Mr. Bacha continued, "GBM has been largely left behind in the recent advancements made in the fight against cancer and new therapies improving median survival have been lacking. We strongly believe that VAL-083 represents a potential paradigm shift in the treatment of GBM, particularly for the 2/3 of newly diagnosed GBM patients whose tumors exhibit high expression of MGMT."

The trial is expected to open for enrollment in the coming weeks at Sun Yat-sen University Cancer Center (SYUCC) in Guangzhou, China under the direction of Professor Zhong-ping Chen, M.D., Ph.D., who serves as chair of the Department of NeuroSurgery/Neuro-Oncology at SYUCC. Prof. Chen has authored dozens of publications and been involved in numerous international brain tumor trials. He also currently serves as president of the Chinese Society for NeuroOncology and as editor-in-chief of the Chinese Journal of NeuroOncology. Kun Tuo, a subsidiary of QuintilesIMS, has been retained to monitor and oversee the conduct of the trial. Funding support for the trial will be provided by Guangxi Wuzhou Pharmaceutical Group Co. Ltd. (Guangxi Wuzhou Pharma), under the terms of DelMar’s collaboration with Guangxi Wuzhou Pharma. Further details of the trial can be found at clinicaltrials.gov (Identifier Number: NCT03050736)

About VAL-083
VAL-083 (dianhydrogalactitol) is a "first-in-class", DNA-targeting agent that introduces interstrand DNA cross-links at the N7-position of guanine leading to DNA double-strand breaks and cancer cell death. VAL-083 has demonstrated clinical activity against a range of cancers including GBM in historical clinical trials sponsored by the U.S. National Cancer Institute.
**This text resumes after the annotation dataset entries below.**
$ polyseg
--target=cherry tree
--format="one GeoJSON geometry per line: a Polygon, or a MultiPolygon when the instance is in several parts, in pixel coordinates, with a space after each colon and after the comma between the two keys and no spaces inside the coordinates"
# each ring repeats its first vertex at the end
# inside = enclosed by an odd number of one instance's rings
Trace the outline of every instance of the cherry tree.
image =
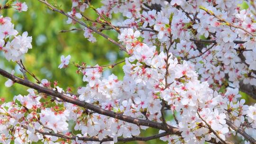
{"type": "MultiPolygon", "coordinates": [[[[1,69],[0,74],[8,78],[6,87],[28,89],[27,95],[1,103],[0,142],[237,143],[229,138],[233,135],[256,144],[256,104],[245,105],[239,94],[256,99],[256,4],[248,1],[249,8],[241,9],[243,0],[103,0],[95,8],[90,0],[72,0],[66,12],[57,3],[38,0],[65,16],[67,24],[80,26],[62,32],[84,31],[91,43],[99,35],[127,54],[107,65],[75,63],[84,84],[74,93],[26,69],[21,59],[32,48],[32,38],[18,34],[11,18],[1,16],[0,50],[23,75],[1,69]],[[86,9],[98,18],[87,18],[86,9]],[[124,20],[114,24],[115,13],[124,20]],[[107,30],[116,33],[118,40],[102,33],[107,30]],[[122,79],[102,76],[120,63],[122,79]],[[167,120],[167,114],[174,118],[167,120]],[[159,133],[139,136],[149,127],[159,133]]],[[[10,0],[0,10],[9,8],[22,12],[29,6],[10,0]]],[[[72,56],[62,56],[58,68],[68,69],[72,56]]]]}

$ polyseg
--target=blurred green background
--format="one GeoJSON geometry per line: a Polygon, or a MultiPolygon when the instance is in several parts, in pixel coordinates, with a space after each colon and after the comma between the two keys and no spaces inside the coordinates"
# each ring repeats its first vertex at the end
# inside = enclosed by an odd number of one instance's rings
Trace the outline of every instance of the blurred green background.
{"type": "MultiPolygon", "coordinates": [[[[7,0],[0,0],[0,4],[4,4],[7,0]]],[[[49,0],[51,1],[51,0],[49,0]]],[[[55,0],[66,12],[71,10],[71,0],[55,0]]],[[[91,3],[96,8],[101,6],[100,0],[92,0],[91,3]]],[[[27,12],[19,13],[13,9],[4,9],[1,15],[9,17],[15,28],[20,34],[27,31],[33,38],[33,49],[30,49],[23,58],[24,65],[27,69],[35,73],[39,78],[46,79],[53,83],[54,81],[59,82],[59,86],[64,89],[71,88],[74,93],[79,86],[84,86],[86,83],[82,81],[82,75],[76,73],[77,68],[73,62],[84,62],[89,65],[105,65],[119,62],[124,59],[126,54],[119,50],[117,46],[112,44],[102,37],[94,34],[97,41],[93,44],[89,42],[83,36],[83,31],[60,33],[61,30],[69,30],[73,28],[80,27],[78,25],[68,25],[67,18],[64,16],[50,11],[45,5],[37,0],[26,0],[28,7],[27,12]],[[61,55],[72,56],[68,68],[59,69],[61,55]]],[[[244,4],[241,7],[244,7],[244,4]]],[[[84,14],[89,18],[95,19],[97,15],[91,10],[86,10],[84,14]]],[[[120,15],[115,16],[119,18],[120,15]]],[[[105,34],[117,40],[117,33],[113,31],[104,31],[105,34]]],[[[116,66],[114,68],[105,69],[103,75],[107,76],[114,73],[119,78],[123,75],[122,66],[123,64],[116,66]]],[[[15,69],[16,74],[21,74],[19,67],[16,63],[7,61],[2,53],[0,53],[0,68],[10,72],[15,69]]],[[[29,79],[35,82],[31,77],[29,79]]],[[[21,94],[27,95],[27,88],[18,84],[14,84],[10,88],[6,88],[4,82],[6,78],[0,77],[0,98],[5,98],[7,101],[11,101],[15,95],[21,94]]],[[[243,98],[247,102],[253,101],[245,94],[243,98]]],[[[172,118],[171,116],[169,118],[172,118]]],[[[140,136],[150,136],[158,133],[153,129],[142,131],[140,136]]],[[[158,140],[148,142],[134,142],[127,144],[166,144],[158,140]]]]}

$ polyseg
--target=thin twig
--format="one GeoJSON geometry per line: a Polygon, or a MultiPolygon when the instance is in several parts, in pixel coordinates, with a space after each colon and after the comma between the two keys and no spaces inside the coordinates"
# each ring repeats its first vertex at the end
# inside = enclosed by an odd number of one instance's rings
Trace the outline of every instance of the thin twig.
{"type": "Polygon", "coordinates": [[[94,68],[105,68],[105,67],[110,67],[111,68],[113,68],[116,65],[123,63],[124,62],[125,62],[125,60],[123,60],[122,61],[119,62],[118,63],[112,63],[108,65],[101,65],[101,66],[90,66],[90,67],[83,67],[82,66],[79,65],[78,64],[76,64],[75,66],[79,68],[81,68],[82,69],[94,69],[94,68]]]}
{"type": "Polygon", "coordinates": [[[106,39],[107,39],[107,40],[110,41],[110,42],[111,42],[113,44],[114,44],[118,46],[120,50],[124,51],[126,52],[127,53],[128,53],[128,51],[126,50],[126,48],[125,47],[124,47],[121,44],[116,42],[116,41],[115,41],[113,39],[110,38],[109,36],[108,36],[104,34],[103,33],[101,32],[100,31],[97,30],[95,27],[89,27],[89,26],[87,26],[87,25],[86,25],[85,23],[84,23],[84,22],[83,22],[82,21],[79,21],[79,20],[77,20],[76,18],[75,18],[68,15],[68,14],[67,14],[66,13],[64,12],[63,10],[60,10],[59,9],[56,9],[56,8],[54,7],[54,6],[53,6],[52,5],[50,4],[49,3],[48,3],[47,0],[38,0],[41,2],[42,2],[42,3],[44,3],[44,4],[45,4],[49,8],[50,8],[50,9],[51,9],[53,11],[56,11],[57,12],[59,12],[59,13],[64,15],[64,16],[66,16],[66,17],[69,18],[70,18],[72,19],[72,20],[75,21],[75,22],[77,22],[78,23],[79,23],[81,25],[83,26],[87,27],[88,28],[91,30],[92,31],[95,32],[96,33],[97,33],[98,34],[101,36],[105,38],[106,39]]]}
{"type": "Polygon", "coordinates": [[[198,115],[199,118],[200,118],[205,123],[205,124],[207,125],[207,126],[208,126],[208,128],[210,130],[210,131],[212,132],[217,136],[217,137],[218,137],[218,138],[219,138],[224,144],[227,144],[227,143],[224,140],[223,140],[221,138],[220,138],[220,137],[219,136],[219,135],[218,135],[218,134],[213,129],[212,129],[212,128],[211,128],[211,127],[210,126],[209,124],[208,124],[208,123],[207,123],[207,122],[206,122],[206,121],[204,120],[202,118],[202,117],[201,117],[198,111],[197,112],[197,114],[198,115]]]}
{"type": "Polygon", "coordinates": [[[184,59],[186,61],[188,61],[188,60],[192,59],[194,59],[195,58],[200,57],[202,55],[203,55],[203,54],[205,54],[206,52],[209,51],[210,49],[212,49],[212,47],[213,47],[213,46],[215,46],[215,45],[216,45],[216,44],[217,44],[217,43],[216,43],[213,44],[213,45],[212,45],[210,47],[208,48],[206,50],[205,50],[205,51],[204,51],[204,52],[202,53],[201,54],[199,54],[198,55],[192,56],[192,57],[191,57],[190,58],[187,58],[187,59],[184,59]]]}

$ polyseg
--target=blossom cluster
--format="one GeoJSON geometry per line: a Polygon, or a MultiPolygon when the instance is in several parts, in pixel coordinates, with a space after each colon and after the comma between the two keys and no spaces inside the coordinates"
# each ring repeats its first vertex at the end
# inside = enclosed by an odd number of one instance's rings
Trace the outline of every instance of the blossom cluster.
{"type": "MultiPolygon", "coordinates": [[[[245,104],[239,93],[241,82],[256,86],[255,16],[250,9],[238,7],[242,0],[168,1],[103,0],[103,6],[95,9],[90,3],[73,0],[67,14],[74,19],[69,18],[68,24],[81,19],[81,13],[89,8],[99,13],[99,19],[102,16],[111,18],[113,13],[127,18],[109,26],[118,28],[119,42],[128,54],[122,67],[124,76],[119,79],[112,74],[105,78],[103,67],[84,63],[77,65],[84,82],[77,94],[46,79],[40,86],[116,113],[176,127],[180,135],[160,138],[169,144],[225,141],[231,135],[244,138],[228,121],[256,138],[252,134],[256,133],[256,105],[245,104]],[[152,8],[157,6],[160,9],[152,8]],[[202,38],[208,43],[196,42],[202,38]],[[173,118],[166,121],[167,117],[173,118]]],[[[31,39],[26,33],[16,36],[9,18],[2,18],[12,26],[8,36],[15,36],[6,44],[3,40],[2,49],[9,47],[12,54],[7,51],[5,55],[17,61],[31,47],[31,39]]],[[[91,24],[97,27],[100,21],[91,24]]],[[[110,23],[104,22],[104,26],[110,23]]],[[[94,42],[95,29],[90,27],[82,27],[84,36],[94,42]]],[[[69,55],[62,56],[59,68],[67,67],[70,59],[69,55]]],[[[14,82],[9,80],[6,85],[14,82]]],[[[84,137],[99,141],[112,138],[103,143],[112,144],[120,137],[137,136],[149,127],[95,113],[40,91],[27,91],[28,95],[19,95],[0,105],[0,142],[101,144],[78,140],[84,137]],[[73,134],[72,126],[78,134],[73,134]],[[76,138],[65,139],[73,136],[76,138]]]]}
{"type": "MultiPolygon", "coordinates": [[[[27,11],[26,3],[16,2],[14,8],[19,11],[27,11]]],[[[14,29],[11,18],[0,16],[0,51],[3,51],[5,58],[9,61],[19,61],[22,55],[32,48],[32,37],[27,36],[27,32],[21,36],[14,29]]]]}

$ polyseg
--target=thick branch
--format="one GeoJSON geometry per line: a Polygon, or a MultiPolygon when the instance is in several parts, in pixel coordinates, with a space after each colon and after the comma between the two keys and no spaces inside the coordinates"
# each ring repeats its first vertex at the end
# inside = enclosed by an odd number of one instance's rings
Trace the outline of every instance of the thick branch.
{"type": "Polygon", "coordinates": [[[38,0],[39,1],[40,1],[40,2],[41,2],[45,4],[49,8],[51,9],[53,11],[56,11],[56,12],[58,12],[59,13],[60,13],[61,14],[63,14],[63,15],[64,15],[64,16],[66,16],[68,18],[71,18],[72,20],[75,21],[75,22],[77,22],[78,23],[79,23],[81,25],[83,26],[87,27],[88,28],[89,28],[90,29],[92,30],[93,32],[95,32],[96,33],[97,33],[98,34],[102,36],[103,37],[104,37],[104,38],[105,38],[106,39],[107,39],[107,40],[108,40],[109,41],[110,41],[110,42],[112,43],[113,44],[114,44],[118,46],[119,47],[119,48],[121,50],[123,50],[123,51],[127,52],[127,51],[126,50],[126,49],[125,48],[125,47],[124,47],[121,44],[115,41],[113,39],[110,38],[109,36],[108,36],[104,34],[103,33],[101,32],[100,31],[98,31],[96,28],[95,28],[94,27],[89,27],[85,23],[77,20],[76,18],[75,18],[74,17],[68,15],[68,14],[67,14],[66,13],[64,12],[63,10],[60,10],[59,9],[56,9],[55,7],[54,7],[54,6],[53,6],[51,4],[50,4],[49,3],[48,3],[48,2],[47,2],[46,0],[38,0]]]}
{"type": "Polygon", "coordinates": [[[100,114],[102,114],[113,118],[123,120],[124,121],[134,124],[138,126],[147,126],[158,129],[164,130],[168,131],[171,134],[180,135],[181,134],[181,133],[179,131],[179,129],[175,127],[170,126],[165,126],[162,123],[153,122],[148,120],[134,118],[129,116],[115,113],[112,111],[107,110],[101,108],[89,103],[75,99],[63,94],[59,93],[57,91],[41,87],[30,81],[23,80],[12,75],[11,74],[1,69],[0,69],[0,74],[11,80],[14,82],[19,83],[29,88],[36,90],[39,92],[44,93],[55,97],[59,98],[67,102],[72,103],[85,108],[87,108],[100,114]]]}

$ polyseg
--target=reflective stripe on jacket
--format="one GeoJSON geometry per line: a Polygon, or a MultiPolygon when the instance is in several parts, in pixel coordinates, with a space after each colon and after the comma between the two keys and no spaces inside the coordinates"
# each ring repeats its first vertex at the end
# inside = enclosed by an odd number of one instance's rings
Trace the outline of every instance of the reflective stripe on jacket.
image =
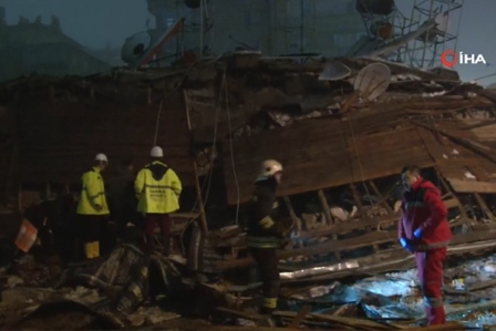
{"type": "Polygon", "coordinates": [[[140,213],[169,214],[179,209],[183,186],[176,173],[161,162],[148,164],[137,174],[134,189],[140,213]]]}
{"type": "Polygon", "coordinates": [[[81,178],[83,188],[78,204],[78,214],[80,215],[108,215],[108,206],[105,197],[105,185],[100,168],[94,167],[83,174],[81,178]],[[101,209],[97,210],[96,206],[101,209]]]}
{"type": "Polygon", "coordinates": [[[276,248],[287,237],[287,229],[278,217],[276,183],[272,179],[257,182],[250,205],[247,246],[276,248]]]}

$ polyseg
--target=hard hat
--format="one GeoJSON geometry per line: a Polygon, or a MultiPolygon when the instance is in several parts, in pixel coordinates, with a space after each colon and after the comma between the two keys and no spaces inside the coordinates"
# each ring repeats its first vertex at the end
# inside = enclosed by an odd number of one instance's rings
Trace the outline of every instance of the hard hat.
{"type": "Polygon", "coordinates": [[[108,159],[106,158],[106,155],[103,153],[99,153],[95,156],[95,161],[100,161],[100,162],[104,162],[104,163],[108,163],[108,159]]]}
{"type": "Polygon", "coordinates": [[[280,172],[282,172],[282,165],[276,159],[266,159],[261,163],[260,172],[255,182],[268,179],[280,172]]]}
{"type": "Polygon", "coordinates": [[[152,157],[164,157],[164,151],[162,151],[161,147],[155,146],[149,152],[149,156],[152,156],[152,157]]]}

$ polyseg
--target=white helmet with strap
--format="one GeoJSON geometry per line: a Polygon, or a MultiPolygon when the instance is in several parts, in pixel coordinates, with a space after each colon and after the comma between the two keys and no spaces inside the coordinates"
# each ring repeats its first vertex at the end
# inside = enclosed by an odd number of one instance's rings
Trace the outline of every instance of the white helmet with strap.
{"type": "Polygon", "coordinates": [[[100,162],[104,162],[104,163],[108,163],[108,159],[106,158],[106,155],[103,153],[99,153],[95,156],[95,161],[100,161],[100,162]]]}
{"type": "Polygon", "coordinates": [[[260,172],[255,182],[266,180],[282,172],[282,165],[276,159],[266,159],[261,163],[260,172]]]}
{"type": "Polygon", "coordinates": [[[159,146],[155,146],[149,152],[149,156],[152,157],[164,157],[164,151],[159,146]]]}

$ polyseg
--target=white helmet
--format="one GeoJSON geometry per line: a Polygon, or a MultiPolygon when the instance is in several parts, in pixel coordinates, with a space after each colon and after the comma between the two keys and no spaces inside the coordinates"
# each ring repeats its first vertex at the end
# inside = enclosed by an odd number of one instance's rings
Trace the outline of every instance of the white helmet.
{"type": "Polygon", "coordinates": [[[104,162],[104,163],[108,163],[108,159],[106,158],[106,155],[103,153],[99,153],[95,156],[95,161],[100,161],[100,162],[104,162]]]}
{"type": "Polygon", "coordinates": [[[162,151],[161,147],[155,146],[149,152],[149,156],[152,156],[152,157],[164,157],[164,151],[162,151]]]}
{"type": "Polygon", "coordinates": [[[255,182],[269,179],[280,172],[282,172],[282,165],[276,159],[266,159],[261,163],[260,172],[258,173],[258,177],[255,182]]]}

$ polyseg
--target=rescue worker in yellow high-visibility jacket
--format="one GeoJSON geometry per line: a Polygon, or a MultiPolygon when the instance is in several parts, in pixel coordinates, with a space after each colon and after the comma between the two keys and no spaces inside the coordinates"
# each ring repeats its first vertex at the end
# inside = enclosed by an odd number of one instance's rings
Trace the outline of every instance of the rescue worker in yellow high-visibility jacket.
{"type": "Polygon", "coordinates": [[[101,173],[108,164],[105,154],[97,154],[91,170],[83,174],[78,215],[84,236],[84,254],[87,259],[100,257],[100,238],[103,221],[108,216],[105,186],[101,173]]]}
{"type": "Polygon", "coordinates": [[[152,163],[146,165],[136,176],[134,188],[138,198],[137,211],[145,215],[146,249],[154,249],[153,236],[158,223],[162,234],[164,254],[170,249],[169,214],[179,209],[179,196],[183,190],[176,173],[164,164],[164,152],[155,146],[151,151],[152,163]]]}

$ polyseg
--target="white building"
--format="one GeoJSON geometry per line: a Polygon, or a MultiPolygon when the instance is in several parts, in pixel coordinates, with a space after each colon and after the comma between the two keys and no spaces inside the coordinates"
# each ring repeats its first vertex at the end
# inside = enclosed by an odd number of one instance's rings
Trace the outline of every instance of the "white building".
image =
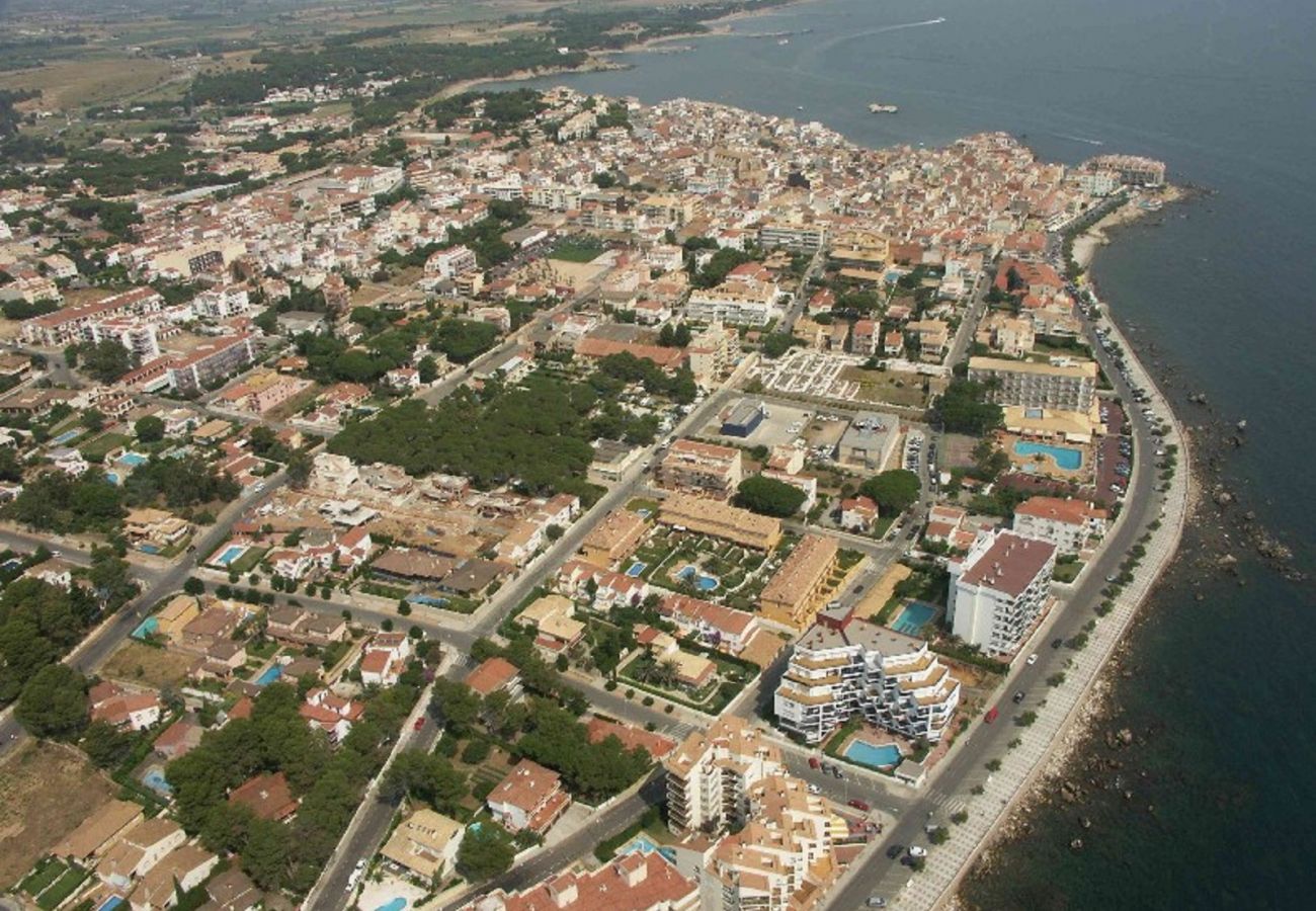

VAL-083 has been granted an orphan drug designation by the U.S. FDA Office of Orphan Products for the treatment of glioma, medulloblastoma and ovarian cancer, and in Europe for the treatment of malignant gliomas.
DelMar has demonstrated that VAL-083’s anti-tumor activity against GBM is unaffected by the expression of MGMT in vitro. Further details regarding these studies can be found at View Source

The Company’s recent outcomes in Phase 1-2 clinical trials suggest that VAL-083 may offer a clinically meaningful survival benefit for patients with recurrent GBM following treatment with both TMZ and bevacizumab. A well-tolerated dosing regimen of 40mg/m2/day on days 1, 2, and 3 of a 21-day cycle was selected for study in subsequent GBM clinical trials.

Based on these results, DelMar has embarked on human clinical trials for VAL-083 across multiple lines of GBM therapy. These trials include, i) an ongoing single-arm, biomarker driven, Phase 2 study to determine if VAL-083 treatment of MGMT-unmethylated adult GBM patients at first recurrence/progression, prior to bevacizumab, improves overall survival, compared to historical control with lomustine (clinicaltrials.gov identifier: NCT02717962); ii) a pivotal, controlled Phase 3 study in temozolomide-Avastin Recurrent GBM ("STAR-3") to evaluate overall survival versus salvage chemotherapy (clinicaltrials.gov identifier: NCT03149575); and iii) a single arm, biomarker driven, Phase 2 study to confirm the tolerability and efficacy of VAL-083 in combination with radiotherapy in newly diagnosed MGMT-unmethylated GBM patients whose tumors are known to express high MGMT levels (clinicaltrials.gov identifier: NCT03050736). DelMar believes that the results of these studies may support a new treatment paradigm in chemotherapeutic regimens for the treatment of GBM.

About Glioblastoma Multiforme (GBM)
Glioblastoma multiforme (GBM) is the most common and aggressive primary brain cancer. GBM has an incidence of two to three per 100,000 adults per year, and accounts for 52 percent of all primary brain tumors. In the US alone, approximately 18,000 people are diagnosed with GBM every year. GBM accounts for 13,000 cancer deaths in the US annually. Current standard of care includes surgery, radiation and treatment with temozolomide (TMZ), however nearly all tumors recur and the prognosis for recurrent GBM is dismal. Most GBM tumors have unmethylated promoter status for O6-methylguanine-DNA-methyltransferase (MGMT); a validated biomarker for TMZ-resistance. Second-line treatment with anti-angiogenic agent bevacizumab has not improved overall survival (OS) and 5-year survival is less than 3%.